1. They allow their followers to have a voice.

In traditional, top-down hierarchies, bosses at the top of the food chain will lay out a vision, then use power and control to move people to carry out the vision.

In servant leadership cultures, leaders will cast a company vision and enroll their followers to express their voice as co-creators and co-contributors to the vision. You'll find that people are liberated and empowered to collaborate, innovate, and engage. They have a voice.

2. They promote open and honest communication by getting and giving concrete feedback.

There's a type of leadership I have seen where employees walk on eggshells, they don't know where they stand, and how open they can be with each other or with their managers. This is a workplace where failure is feared and people don't feel valued. 

Kim Scott, a former Google and Apple executive and the author of the New York Times and Wall Street Journal best seller,  Radical Candor, says all leaders should aim to do two things: Care personally and challenge directly.

Scott says if your tendency is to challenge directly, but you don't care personally (i.e., you check your emotions at the office door), Scott calls your leadership style "obnoxious aggression." Scott writes in Radical Candor:

When bosses belittle employees, embarrass them publicly, or freeze them out, their behavior falls into this quadrant. This Obnoxious Aggression sometimes gets great results short-term but leaves a trail of dead bodies in its wake in the long run. Think about the Anna Wintour-inspired character played by Meryl Streep in 'The Devil Wears Prada.

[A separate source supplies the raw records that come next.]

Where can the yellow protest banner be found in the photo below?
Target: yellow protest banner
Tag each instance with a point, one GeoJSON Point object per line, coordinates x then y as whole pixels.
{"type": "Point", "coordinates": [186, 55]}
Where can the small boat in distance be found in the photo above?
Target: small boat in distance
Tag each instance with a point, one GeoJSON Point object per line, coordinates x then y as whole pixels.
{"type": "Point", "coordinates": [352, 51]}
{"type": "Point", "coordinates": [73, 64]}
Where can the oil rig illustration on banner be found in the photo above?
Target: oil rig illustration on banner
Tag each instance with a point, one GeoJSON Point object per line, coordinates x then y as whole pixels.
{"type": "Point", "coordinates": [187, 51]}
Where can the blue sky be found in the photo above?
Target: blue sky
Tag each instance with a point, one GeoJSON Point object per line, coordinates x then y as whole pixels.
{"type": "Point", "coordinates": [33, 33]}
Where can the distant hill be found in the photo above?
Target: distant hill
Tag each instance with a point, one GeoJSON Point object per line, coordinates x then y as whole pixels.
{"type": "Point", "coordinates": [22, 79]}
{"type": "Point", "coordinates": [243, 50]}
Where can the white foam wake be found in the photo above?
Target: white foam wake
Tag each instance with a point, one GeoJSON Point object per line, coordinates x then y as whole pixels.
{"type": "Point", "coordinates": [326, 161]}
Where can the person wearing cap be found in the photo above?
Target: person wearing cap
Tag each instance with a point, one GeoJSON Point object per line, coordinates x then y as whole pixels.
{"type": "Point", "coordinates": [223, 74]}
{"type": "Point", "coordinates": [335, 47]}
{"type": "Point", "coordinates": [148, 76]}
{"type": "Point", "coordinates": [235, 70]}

Here's the perfect balance: When you care personally and challenge directly, which is a rarity in most corporate settings even today, you're a leader who cares enough to tell an employee if you think he or she is making a mistake. Even more importantly, when they are doing performing something great. That takes radical candor!

Scott writes:

Be humble, helpful, offer guidance in person and immediately, praise in public, criticize in private, and don't personalize. Make it clear that the problem is not due to some unfixable personality flaw. Share stories when you've been criticized for something similar.

3. They are also radical listeners.

In Robert Greenleaf's legendary essay, The Servant as Leader, he said that "only a true natural servant automatically responds to any problem by listening first."

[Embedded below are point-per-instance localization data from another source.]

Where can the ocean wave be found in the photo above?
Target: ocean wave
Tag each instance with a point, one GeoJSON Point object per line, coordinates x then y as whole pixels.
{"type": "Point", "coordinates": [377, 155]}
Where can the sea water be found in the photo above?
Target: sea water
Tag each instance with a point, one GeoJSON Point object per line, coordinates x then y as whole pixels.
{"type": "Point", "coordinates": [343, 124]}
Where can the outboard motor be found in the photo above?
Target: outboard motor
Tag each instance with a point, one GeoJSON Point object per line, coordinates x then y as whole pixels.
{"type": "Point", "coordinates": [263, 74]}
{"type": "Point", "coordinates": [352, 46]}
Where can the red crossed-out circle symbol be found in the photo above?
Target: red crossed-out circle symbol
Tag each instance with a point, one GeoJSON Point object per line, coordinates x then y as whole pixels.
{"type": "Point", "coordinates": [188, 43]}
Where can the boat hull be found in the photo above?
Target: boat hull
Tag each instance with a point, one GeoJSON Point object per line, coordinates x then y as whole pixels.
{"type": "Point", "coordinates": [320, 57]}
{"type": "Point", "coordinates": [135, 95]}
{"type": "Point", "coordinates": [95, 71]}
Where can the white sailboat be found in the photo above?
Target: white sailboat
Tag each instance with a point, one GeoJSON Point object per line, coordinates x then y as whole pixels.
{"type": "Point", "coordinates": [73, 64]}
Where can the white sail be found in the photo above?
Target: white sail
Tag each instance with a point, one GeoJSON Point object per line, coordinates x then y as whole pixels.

Renowned servant leadership scholar Kent Keith, a prolific speaker and author of eight books, including The Case for Servant Leadership, said:

Servant-leaders listen in as many ways as possible. They observe what people are doing. They conduct informal interviews, formal interviews, surveys, discussion groups, and focus groups. They are always asking, listening, watching, and thinking about what they learn. By listening, servant-leaders are able to identify the needs of their colleagues and customers. That puts them in a good position to meet those needs. When they do, their organizations are successful--their colleagues are able to perform at a high level, and they have happy customers, clients, patients, members, students, or citizens.

Boris Groysberg and Michael Slind make the need for good listening even more evident in their research published in the book Talk, Inc.

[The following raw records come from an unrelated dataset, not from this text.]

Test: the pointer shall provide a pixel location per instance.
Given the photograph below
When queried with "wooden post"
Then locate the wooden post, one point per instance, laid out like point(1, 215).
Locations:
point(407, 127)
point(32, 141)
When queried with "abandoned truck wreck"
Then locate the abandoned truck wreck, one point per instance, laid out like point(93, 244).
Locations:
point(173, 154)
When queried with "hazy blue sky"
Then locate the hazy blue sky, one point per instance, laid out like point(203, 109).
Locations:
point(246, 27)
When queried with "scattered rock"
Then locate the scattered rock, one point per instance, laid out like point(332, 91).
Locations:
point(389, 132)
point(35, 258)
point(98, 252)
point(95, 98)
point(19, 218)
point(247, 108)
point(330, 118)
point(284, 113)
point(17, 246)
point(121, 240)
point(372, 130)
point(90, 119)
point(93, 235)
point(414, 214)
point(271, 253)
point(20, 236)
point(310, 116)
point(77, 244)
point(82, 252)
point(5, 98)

They found that the most effective leaders in over 100 companies employ the principles of "organizational conversation." The secret? Operate your business as two people having a conversation, which most big companies don't.

In their Harvard Business Review article, "Leadership is a Conversation," they said:

"Leaders who take organizational conversation seriously know when to stop talking and start listening. Few behaviors enhance conversational intimacy as much as attending to what people say. True attentiveness signals respect for people of all ranks and roles, a sense of curiosity, and even a degree of humility."